Ariana Harwicz mostra la simbiosi femminile. La porta allo stremo, quasi da rendere indistinguibile chi partorisce da chi viene partorito. Tra le pagine, il racconto dell'"anticrescere" e della figura del "parental child" 

Una figura centrale della psicoanalisi è quella del “parental child”, il figlio genitore del proprio genitore (o di entrambi), e senza dubbio “parental child” è la giovane protagonista e voce narrante di Baci all’inferno della scrittrice argentina Ariana Harwicz (edizioni Ponte alle Grazie), romanzo di un’intensità a tratti poco respirabile per come si dispiega feroce nella narrazione, nei suoi intenti, nelle conseguenze sia di trama che di architettura psicologica. 

 

Una vicenda feroce come feroce è la relazione tra una madre e una figlia che si dimenano per vivere, assetate di sensazioni volente nel sesso (fanno l’amore con uomini diversi, guardandosi a vicenda) in spazi che sono non luoghi, desolati ma anche densi di rimandi, per entrambe loro evocativi e poetici.

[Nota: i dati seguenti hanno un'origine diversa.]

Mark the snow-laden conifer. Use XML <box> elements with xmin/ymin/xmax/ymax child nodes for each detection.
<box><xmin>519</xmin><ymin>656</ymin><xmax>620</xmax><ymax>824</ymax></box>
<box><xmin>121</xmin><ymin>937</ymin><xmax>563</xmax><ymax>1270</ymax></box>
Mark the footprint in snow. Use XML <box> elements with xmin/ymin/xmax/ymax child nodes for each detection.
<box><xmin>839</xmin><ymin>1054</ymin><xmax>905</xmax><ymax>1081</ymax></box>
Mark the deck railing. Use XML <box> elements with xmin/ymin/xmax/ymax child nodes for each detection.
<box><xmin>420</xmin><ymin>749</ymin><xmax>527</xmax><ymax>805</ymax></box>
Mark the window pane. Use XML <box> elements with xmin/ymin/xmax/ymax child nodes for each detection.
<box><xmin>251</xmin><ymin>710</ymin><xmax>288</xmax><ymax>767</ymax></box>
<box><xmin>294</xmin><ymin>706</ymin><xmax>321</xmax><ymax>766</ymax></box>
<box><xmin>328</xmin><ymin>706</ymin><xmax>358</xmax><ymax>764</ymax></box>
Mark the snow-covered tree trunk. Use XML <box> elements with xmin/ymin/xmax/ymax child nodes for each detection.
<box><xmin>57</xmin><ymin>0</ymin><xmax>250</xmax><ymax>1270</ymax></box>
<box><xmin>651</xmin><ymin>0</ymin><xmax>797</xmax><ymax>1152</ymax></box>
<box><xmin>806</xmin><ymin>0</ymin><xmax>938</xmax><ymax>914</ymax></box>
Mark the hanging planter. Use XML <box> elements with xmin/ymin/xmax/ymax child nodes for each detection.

Psicoanaliticamente densissima la prospettiva del tentativo letterario riuscito di affrontare una sfida complessa, raccontare la simbiosi: una simbiosi femminile portata allo stremo e all’estremo, un legame tale da rendere indistinte, quasi, madre e figlia, confonderle l’un l’altra in un essere bifronte eppure unico, una natura brutalmente indivisa. 
“Ti ho malcresciuta, ti ho anticresciuta” dichiara spossata la madre alla figlia, e in quel “anti” sta tutto il viluppo di una maternità fatta di sole viscere, di sola collera e colpa, ma una colpa redenta dall’intensità con cui si vive e nonostante tutto, selvaggiamente, ci si ama. Che cos’è “anticrescere”, se non partorire “parental children”; se non ripetere, da genitori, gli stessi errori che sono stati da figli, se non riverberare come possono i cerchi sull’acqua di un sasso lanciato con troppa forza, dinamiche, incastri, acerbe tensioni capaci di invertire nell’immaginazione l’anagrafe, di sovvertire gli schemi di relazione (“io ti ho partorita, ma allo stesso modo potresti avermi partorita tu” arriva a dire la madre alla figlia). 

 

Un libro che vibra eccesso a ogni pagina, a raccontare tuttavia nell’abnormità dei suoi frangenti inventati e scabrosi, il nucleo profondo delle simbiosi connaturate a ogni maternità, così come il destino di ogni fame d’amore. Donne che solamente amando potranno mordere la vita (“se non soffriamo non c’è passione: soffrendo rendiamo possibile l’impossibile, la passione stessa”). Madri che sono madri per fame e per necessità, conoscendo il viluppo profondo dell’ambivalente sacrificio materno. 

 

Non fosse per una temperie infuocata che a tratti lascia poco respiro, un romanzo “infernale” che dell’inferno racconta anche le pause, certe amare dolcezze, la fiamma del volere e cercare, nonostante tutto, spiragli di gioia. Natura e paesaggi che negli interstizi di una storia tutta fatta di rabbia, ferocia, soprusi e malintesi, occhieggiano agli umani infoiati con soavità buona. Forza di un legame che nel voyeurismo di condivisioni impensabili, forsennate, resiste nella consapevolezza di come nella simbiosi ogni età si azzeri. Perché i figli “anticresciuti” si ripartoriscono, le madri distrutte e tenaci restano aggrappate al loro amare – dissennato, feroce amare. Su tutto, la poesia di una prosa enigmatica, rapinosa come rapinosa è la fame del corpo, ma anche quieta ed estatica dopo, nel riposo, nel giacere, nel tornare a guardarsi, sapendo che i legami feroci sono quelli che non muoiono mai, e che nella violenza di ogni scambio si annida, riparata da coltri di invisibile luce, la possibilità di sentire l’amore, in silenzio, tra le schegge e i frammenti di tutto quanto è spezzato, ascoltare la vita che pulsa, nell’indistinzione di ogni simbiosi. 

Una storia senza tempo e che dicendo l’indicibile costella di doni quel che è infernale se pensato con la testa, meno, molto meno se attraversato con le viscere.